Erika: —No. Jamás había tenido un episodio de violencia, ni siquiera de gritos, ni verbal, ni nada. Yo no podía creer lo que estaba pasando. Me puse en pareja con él a los 19, lo adoptamos a Matías a mis 33. O sea, lo conocía de toda la vida. Y era como si me hablara de otra persona... Fue terrible. Casi me muero. Me aterré. Y nos separamos. Si no nos separábamos, lo perdía a Matías.
—Le creíste a Matías, inmediatamente.
Erika: —Sí, por supuesto. Y estando separados, seguimos el proceso de adopción. Nosotros teníamos guarda preadoptiva, pasamos el caso a Rosario y seguimos mintiendo: Matías contaba que estaba en Disney, con la familia ideal, y en realidad estaba solamente conmigo. Hasta que nos dieron la adopción plena. Y después, Mati tuvo una charla con él y lo perdonó.
Matías: —Mi miedo era ese: no saber si me iba a creer. “¿Cómo le explico que la persona con la que está casada, me pega? ¿Y qué va a pasar con mi adopción si yo cuento esto?”, pensaba. Porque podía ser devuelto al hogar y mis probabilidades de ser adoptado, bajaban. Cuando le conté y me creyó, me sentí súper aliviado. Me saqué un peso de encima. Y con él sigo teniendo una relación, aunque obviamente es distinta a la que yo tengo con ella. Lo perdoné completamente.

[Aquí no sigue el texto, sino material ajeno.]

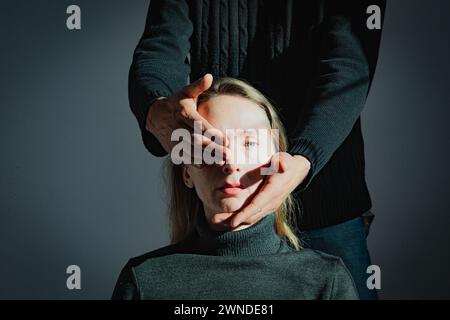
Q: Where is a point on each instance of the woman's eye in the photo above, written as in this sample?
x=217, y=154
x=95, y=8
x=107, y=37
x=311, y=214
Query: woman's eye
x=250, y=143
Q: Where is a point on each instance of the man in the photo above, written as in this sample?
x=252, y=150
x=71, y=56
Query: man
x=315, y=59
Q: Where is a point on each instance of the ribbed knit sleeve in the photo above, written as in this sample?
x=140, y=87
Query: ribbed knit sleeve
x=160, y=64
x=337, y=94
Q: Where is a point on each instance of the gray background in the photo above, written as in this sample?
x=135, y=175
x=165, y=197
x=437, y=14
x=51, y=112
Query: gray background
x=78, y=187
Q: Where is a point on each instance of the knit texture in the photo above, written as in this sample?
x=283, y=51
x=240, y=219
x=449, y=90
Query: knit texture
x=253, y=263
x=314, y=59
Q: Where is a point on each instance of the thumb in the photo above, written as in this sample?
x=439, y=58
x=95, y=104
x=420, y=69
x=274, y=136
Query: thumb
x=194, y=89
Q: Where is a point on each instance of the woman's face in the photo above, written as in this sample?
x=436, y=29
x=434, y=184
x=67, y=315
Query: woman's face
x=227, y=188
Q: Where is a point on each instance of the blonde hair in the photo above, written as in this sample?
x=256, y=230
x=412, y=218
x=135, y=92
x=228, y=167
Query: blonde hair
x=184, y=203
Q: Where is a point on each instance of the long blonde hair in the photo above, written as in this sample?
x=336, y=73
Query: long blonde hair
x=184, y=203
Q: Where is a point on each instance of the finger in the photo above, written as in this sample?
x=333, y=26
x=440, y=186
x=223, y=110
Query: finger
x=221, y=153
x=222, y=218
x=251, y=177
x=188, y=157
x=194, y=89
x=258, y=205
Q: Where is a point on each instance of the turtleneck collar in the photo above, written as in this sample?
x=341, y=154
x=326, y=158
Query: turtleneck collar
x=258, y=239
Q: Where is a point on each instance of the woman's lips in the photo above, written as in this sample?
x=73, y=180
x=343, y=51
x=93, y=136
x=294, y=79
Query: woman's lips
x=231, y=189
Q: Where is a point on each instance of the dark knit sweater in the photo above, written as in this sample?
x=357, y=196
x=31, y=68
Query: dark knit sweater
x=314, y=59
x=253, y=263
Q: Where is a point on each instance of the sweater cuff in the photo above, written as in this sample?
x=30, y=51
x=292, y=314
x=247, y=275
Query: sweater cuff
x=306, y=148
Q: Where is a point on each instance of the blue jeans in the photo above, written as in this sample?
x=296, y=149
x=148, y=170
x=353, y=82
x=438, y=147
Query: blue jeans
x=348, y=241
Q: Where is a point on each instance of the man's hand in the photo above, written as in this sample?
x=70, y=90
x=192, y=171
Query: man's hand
x=276, y=187
x=180, y=111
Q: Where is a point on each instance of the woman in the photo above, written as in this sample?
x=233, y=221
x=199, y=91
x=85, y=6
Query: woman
x=207, y=259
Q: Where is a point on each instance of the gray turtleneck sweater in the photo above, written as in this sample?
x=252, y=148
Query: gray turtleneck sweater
x=254, y=263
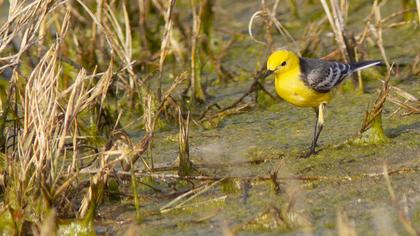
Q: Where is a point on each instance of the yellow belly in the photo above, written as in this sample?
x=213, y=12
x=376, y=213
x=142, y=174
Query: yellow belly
x=291, y=88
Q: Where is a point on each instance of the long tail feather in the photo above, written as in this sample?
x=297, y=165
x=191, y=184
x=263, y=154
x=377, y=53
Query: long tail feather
x=365, y=64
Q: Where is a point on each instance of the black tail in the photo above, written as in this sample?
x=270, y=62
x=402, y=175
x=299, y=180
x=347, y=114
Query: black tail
x=365, y=64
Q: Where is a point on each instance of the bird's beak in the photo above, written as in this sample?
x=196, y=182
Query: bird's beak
x=266, y=73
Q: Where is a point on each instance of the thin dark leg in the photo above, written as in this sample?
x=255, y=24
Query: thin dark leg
x=319, y=122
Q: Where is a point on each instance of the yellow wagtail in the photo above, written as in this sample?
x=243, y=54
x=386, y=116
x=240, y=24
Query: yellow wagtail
x=307, y=82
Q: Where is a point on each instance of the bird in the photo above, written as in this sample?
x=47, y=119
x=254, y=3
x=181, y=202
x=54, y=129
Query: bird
x=310, y=82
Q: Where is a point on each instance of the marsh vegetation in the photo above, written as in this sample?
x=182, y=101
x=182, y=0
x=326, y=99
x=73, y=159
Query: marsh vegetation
x=148, y=117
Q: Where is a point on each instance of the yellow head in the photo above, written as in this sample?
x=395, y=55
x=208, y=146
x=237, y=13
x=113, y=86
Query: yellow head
x=282, y=61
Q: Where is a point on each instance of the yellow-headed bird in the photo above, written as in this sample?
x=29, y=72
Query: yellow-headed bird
x=307, y=82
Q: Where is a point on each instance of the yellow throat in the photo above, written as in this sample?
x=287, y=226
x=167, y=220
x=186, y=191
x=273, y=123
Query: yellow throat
x=288, y=81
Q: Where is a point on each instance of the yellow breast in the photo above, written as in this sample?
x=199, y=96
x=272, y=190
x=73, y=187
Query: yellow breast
x=291, y=88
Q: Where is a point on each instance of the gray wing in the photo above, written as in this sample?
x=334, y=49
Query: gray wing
x=323, y=76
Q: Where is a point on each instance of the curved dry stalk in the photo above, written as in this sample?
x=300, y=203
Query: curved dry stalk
x=279, y=27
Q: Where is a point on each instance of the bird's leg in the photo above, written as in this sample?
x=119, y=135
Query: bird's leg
x=319, y=111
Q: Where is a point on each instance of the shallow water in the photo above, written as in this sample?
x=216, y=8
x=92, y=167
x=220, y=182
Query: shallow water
x=269, y=139
x=277, y=133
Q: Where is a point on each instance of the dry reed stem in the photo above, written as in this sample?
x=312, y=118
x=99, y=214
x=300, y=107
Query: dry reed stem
x=377, y=108
x=337, y=24
x=418, y=9
x=164, y=47
x=271, y=16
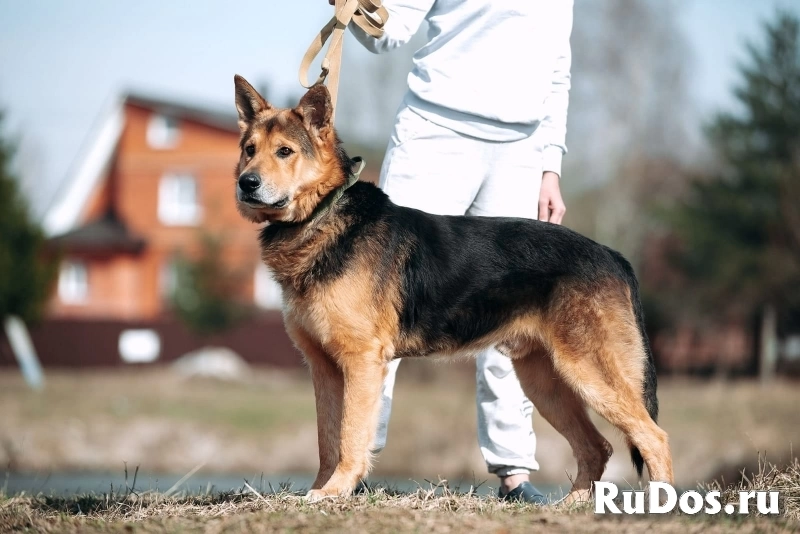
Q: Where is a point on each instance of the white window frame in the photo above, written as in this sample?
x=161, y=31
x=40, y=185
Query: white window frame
x=163, y=131
x=168, y=279
x=267, y=293
x=179, y=200
x=73, y=282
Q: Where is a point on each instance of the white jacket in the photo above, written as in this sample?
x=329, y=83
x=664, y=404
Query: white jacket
x=492, y=69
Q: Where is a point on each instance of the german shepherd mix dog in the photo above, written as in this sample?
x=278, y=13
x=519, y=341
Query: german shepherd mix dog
x=365, y=281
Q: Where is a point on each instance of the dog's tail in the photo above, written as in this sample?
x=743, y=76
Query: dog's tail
x=649, y=380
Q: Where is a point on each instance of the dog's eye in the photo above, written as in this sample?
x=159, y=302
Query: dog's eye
x=285, y=152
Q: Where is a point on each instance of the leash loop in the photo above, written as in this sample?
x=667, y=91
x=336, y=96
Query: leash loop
x=369, y=15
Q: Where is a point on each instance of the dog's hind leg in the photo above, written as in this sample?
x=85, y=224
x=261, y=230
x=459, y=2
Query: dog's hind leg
x=328, y=393
x=566, y=412
x=363, y=377
x=599, y=352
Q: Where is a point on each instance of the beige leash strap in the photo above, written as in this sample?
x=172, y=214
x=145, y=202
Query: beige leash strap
x=369, y=15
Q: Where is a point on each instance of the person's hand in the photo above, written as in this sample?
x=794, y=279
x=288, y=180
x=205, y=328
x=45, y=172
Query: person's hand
x=551, y=205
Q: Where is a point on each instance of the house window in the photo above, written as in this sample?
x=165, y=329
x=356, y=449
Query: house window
x=178, y=200
x=73, y=282
x=168, y=280
x=267, y=293
x=162, y=131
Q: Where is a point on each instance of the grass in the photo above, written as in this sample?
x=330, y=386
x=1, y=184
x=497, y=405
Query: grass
x=158, y=421
x=166, y=424
x=432, y=509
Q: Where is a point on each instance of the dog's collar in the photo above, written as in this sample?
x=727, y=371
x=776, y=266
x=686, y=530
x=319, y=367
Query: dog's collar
x=337, y=193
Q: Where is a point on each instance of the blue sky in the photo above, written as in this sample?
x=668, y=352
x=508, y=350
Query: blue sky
x=61, y=61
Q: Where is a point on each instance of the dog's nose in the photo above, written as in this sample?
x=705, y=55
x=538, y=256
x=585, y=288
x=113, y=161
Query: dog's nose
x=249, y=182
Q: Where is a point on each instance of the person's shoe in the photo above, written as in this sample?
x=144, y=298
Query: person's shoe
x=525, y=492
x=362, y=488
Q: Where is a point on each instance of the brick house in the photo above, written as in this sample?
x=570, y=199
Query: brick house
x=153, y=178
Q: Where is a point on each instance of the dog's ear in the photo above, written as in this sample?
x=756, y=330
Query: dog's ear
x=316, y=109
x=248, y=102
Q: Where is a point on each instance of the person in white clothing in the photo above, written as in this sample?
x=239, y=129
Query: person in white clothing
x=481, y=131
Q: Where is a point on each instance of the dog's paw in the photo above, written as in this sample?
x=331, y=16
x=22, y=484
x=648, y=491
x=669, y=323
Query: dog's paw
x=320, y=494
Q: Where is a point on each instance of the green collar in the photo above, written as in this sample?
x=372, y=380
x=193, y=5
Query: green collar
x=337, y=193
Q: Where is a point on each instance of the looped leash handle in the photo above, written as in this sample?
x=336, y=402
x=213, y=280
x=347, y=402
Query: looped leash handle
x=369, y=15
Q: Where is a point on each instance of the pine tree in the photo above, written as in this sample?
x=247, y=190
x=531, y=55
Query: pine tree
x=25, y=273
x=741, y=227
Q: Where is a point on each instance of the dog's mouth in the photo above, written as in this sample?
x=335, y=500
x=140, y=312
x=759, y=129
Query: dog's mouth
x=256, y=203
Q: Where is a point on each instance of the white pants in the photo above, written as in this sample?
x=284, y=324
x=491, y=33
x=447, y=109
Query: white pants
x=436, y=170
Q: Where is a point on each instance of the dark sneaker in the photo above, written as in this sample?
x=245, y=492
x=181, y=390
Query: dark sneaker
x=525, y=492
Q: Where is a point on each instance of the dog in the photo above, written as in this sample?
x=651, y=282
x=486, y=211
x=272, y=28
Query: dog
x=365, y=281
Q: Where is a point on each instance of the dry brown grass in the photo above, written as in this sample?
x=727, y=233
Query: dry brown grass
x=435, y=509
x=164, y=424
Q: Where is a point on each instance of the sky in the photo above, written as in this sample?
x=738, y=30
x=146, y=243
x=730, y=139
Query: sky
x=62, y=61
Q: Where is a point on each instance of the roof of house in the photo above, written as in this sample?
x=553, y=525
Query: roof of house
x=105, y=234
x=96, y=155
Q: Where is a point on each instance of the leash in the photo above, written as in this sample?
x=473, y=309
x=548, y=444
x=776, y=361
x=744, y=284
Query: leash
x=369, y=15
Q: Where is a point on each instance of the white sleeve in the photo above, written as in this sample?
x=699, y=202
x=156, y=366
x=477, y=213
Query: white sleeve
x=405, y=17
x=556, y=104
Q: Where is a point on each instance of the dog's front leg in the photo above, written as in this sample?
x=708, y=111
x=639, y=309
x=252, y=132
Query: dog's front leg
x=363, y=377
x=328, y=393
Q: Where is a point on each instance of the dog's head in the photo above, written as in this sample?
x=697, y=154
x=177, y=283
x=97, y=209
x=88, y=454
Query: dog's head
x=290, y=158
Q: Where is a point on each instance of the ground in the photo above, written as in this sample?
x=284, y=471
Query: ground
x=162, y=422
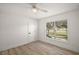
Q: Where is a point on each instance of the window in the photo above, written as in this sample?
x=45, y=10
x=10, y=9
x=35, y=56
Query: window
x=57, y=29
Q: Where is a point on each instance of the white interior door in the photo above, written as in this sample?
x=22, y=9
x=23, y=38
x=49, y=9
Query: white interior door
x=31, y=30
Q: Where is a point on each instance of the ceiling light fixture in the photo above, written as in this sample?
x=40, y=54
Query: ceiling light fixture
x=34, y=10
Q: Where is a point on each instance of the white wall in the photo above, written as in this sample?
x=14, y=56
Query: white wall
x=73, y=30
x=14, y=29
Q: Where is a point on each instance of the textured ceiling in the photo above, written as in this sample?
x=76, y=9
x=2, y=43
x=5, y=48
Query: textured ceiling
x=26, y=9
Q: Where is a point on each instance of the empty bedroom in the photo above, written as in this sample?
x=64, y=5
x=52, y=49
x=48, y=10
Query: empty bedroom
x=39, y=28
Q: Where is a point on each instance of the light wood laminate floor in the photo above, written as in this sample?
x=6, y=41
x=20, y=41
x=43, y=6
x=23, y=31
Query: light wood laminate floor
x=37, y=48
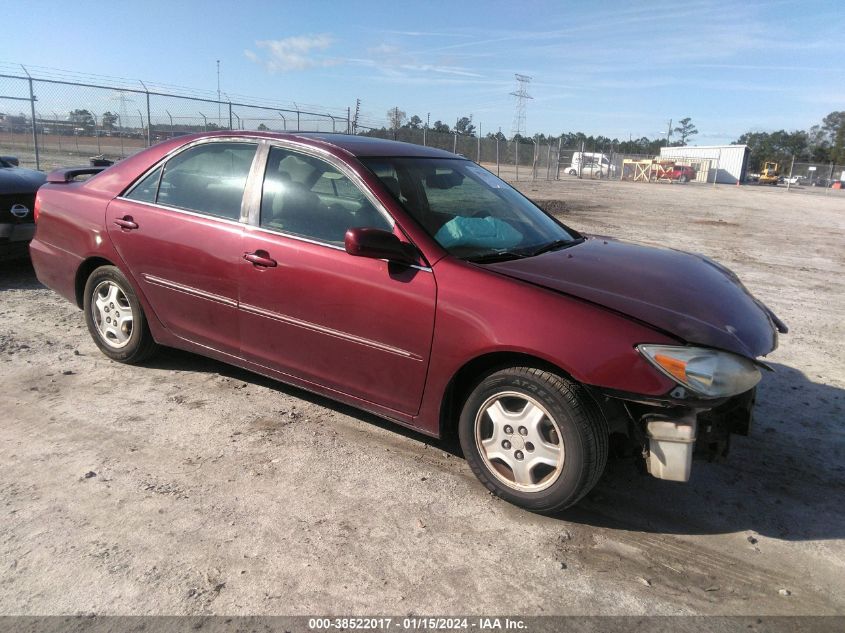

—¿Pero para vos, es tu papá?
Matías: —Sí. Para mí, es mi papá.
—¿Y vos, lo perdonaste?
Erika: —No, no. Yo no. No hay nada en el mundo que pueda justificar lo que hizo. Y además, puso en riesgo perder a Matías para toda la vida, condenarlo a que viviera el resto de su vida en un hogar de tránsito, someterlo a otro abandono, a otros golpes. Nunca en la vida lo voy a poder perdonar. Yo no tengo la grandeza de Matías, esa nobleza en el alma.
—Matías, ¿si Andrés y María llegaran a leer esta nota, qué les dirías?
Matías: —No sé si la van a ver. No me nace nada de ellos, ni querer verlos, buscarlos. No son nada para mí. No son mis padres. Solamente son la gente que me dio la vida. Y nada más. Pero si me lo cruzara a mi viejo, le diría dos cosas: “Gracias, porque por gracias a tu debilidad como persona, yo pude conocer a muchas personas valiosas que me ayudaron a ser la persona que soy hoy. Y sos un boludo. Te perdiste de la cosa más linda del mundo: ser padre”.